I looked at Jerry Tillford. I've told you how I had been feeling about him on account of his knowing what was going on inside of Sunstreak in the minute before he went to the post for the race in which he made a world's record.

Jerry bragged in that bad woman house as I know Sunstreak wouldn't never have bragged. He said that he made that horse, that it was him that won the race and made the record. He lied and bragged like a fool. I never heard such silly talk.

And then, what do you suppose he did! He looked at the woman in there, the one that was lean and hard-mouthed and looked a little like the gelding Middlestride, but not clean like him, and his eyes began to shine just as they did when he looked at me and at Sunstreak in the paddocks at the track in the afternoon. I stood there by the window— gee!—but I wished I hadn't gone away from the tracks, but had stayed with the boys and the niggers and the horses. The tall rotten looking woman was between us just as Sunstreak was in the paddocks in the afternoon.

Then, all of a sudden, I began to hate that man. I wanted to scream and rush in the room and kill him. I never had such a feeling before. I was so mad clean through that I cried and my fists were doubled up so my finger nails cut my hands.

And Jerry's eyes kept shining and he waved back and forth, and then he went and kissed that woman and I crept away and went back to the tracks and to bed and didn't sleep hardly any, and then next day I got the other kids to start home with me and never told them anything I seen.

I been thinking about it ever since.

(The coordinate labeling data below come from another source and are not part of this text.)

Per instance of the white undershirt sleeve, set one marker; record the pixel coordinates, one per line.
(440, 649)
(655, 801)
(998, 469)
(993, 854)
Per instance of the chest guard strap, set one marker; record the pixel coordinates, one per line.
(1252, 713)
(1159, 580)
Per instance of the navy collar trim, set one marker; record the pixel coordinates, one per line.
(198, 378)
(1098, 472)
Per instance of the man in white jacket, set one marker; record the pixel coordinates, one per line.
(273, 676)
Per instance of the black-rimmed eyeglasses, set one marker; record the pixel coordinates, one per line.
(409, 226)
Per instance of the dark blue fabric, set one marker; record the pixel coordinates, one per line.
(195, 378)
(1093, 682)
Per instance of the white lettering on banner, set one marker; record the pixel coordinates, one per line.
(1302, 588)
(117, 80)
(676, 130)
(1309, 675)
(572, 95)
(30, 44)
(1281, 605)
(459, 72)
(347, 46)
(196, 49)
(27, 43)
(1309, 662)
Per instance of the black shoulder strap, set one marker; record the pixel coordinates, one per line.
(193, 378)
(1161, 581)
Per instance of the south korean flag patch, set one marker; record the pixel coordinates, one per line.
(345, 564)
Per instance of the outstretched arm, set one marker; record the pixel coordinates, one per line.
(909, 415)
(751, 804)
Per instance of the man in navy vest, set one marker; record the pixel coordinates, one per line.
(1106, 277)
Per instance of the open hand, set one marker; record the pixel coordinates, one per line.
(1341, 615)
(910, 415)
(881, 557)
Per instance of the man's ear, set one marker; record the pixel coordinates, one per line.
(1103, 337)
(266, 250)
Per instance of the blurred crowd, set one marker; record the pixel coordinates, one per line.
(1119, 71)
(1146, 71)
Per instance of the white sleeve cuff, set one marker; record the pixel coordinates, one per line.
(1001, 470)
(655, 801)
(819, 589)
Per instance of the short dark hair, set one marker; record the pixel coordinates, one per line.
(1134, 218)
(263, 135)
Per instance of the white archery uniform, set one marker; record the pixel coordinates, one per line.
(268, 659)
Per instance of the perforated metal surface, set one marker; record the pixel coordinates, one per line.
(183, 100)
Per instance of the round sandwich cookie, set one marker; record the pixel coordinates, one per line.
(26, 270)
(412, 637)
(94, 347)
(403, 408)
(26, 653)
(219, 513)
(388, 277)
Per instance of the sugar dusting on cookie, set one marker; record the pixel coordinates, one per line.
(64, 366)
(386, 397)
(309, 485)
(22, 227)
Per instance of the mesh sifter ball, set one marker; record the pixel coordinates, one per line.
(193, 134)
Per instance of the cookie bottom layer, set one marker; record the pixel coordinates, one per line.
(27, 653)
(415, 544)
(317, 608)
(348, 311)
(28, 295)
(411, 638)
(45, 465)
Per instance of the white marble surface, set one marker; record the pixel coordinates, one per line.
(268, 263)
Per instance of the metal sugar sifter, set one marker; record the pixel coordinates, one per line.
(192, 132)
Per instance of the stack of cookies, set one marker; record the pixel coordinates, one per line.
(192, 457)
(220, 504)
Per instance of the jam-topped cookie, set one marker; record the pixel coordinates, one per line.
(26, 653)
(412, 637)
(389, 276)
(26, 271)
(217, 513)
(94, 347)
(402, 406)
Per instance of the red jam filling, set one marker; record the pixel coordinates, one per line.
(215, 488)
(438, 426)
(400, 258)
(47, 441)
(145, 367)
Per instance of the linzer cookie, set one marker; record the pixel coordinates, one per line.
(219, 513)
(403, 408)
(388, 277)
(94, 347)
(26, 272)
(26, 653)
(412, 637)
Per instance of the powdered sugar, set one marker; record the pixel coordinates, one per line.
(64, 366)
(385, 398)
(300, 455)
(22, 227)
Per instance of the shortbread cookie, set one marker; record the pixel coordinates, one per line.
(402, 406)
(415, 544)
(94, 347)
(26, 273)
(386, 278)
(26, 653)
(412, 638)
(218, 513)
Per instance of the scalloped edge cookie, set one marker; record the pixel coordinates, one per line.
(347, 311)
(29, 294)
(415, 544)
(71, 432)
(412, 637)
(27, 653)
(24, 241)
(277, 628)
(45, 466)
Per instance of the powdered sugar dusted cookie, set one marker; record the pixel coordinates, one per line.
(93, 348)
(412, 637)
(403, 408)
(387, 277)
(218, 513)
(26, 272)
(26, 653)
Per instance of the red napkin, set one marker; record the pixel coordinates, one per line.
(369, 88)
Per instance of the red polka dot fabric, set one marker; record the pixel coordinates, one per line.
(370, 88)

I can't make it out. Spring has come again and I'm nearly sixteen and go to the tracks mornings same as always, and I see Sunstreak and Middlestride and a new colt named Strident I'll bet will lay them all out, but no one thinks so but me and two or three niggers.

But things are different. At the tracks the air don't taste as good or smell as good. It's because a man like Jerry Tillford, who knows what he does, could see a horse like Sunstreak run, and kiss a woman like that the same day. I can't make it out. Darn him, what did he want to do like that for? I keep thinking about it and it spoils looking at horses and smelling things and hearing niggers laugh and everything. Sometimes I'm so mad about it I want to fight someone. It gives me the fantods. What did he do it for? I want to know why.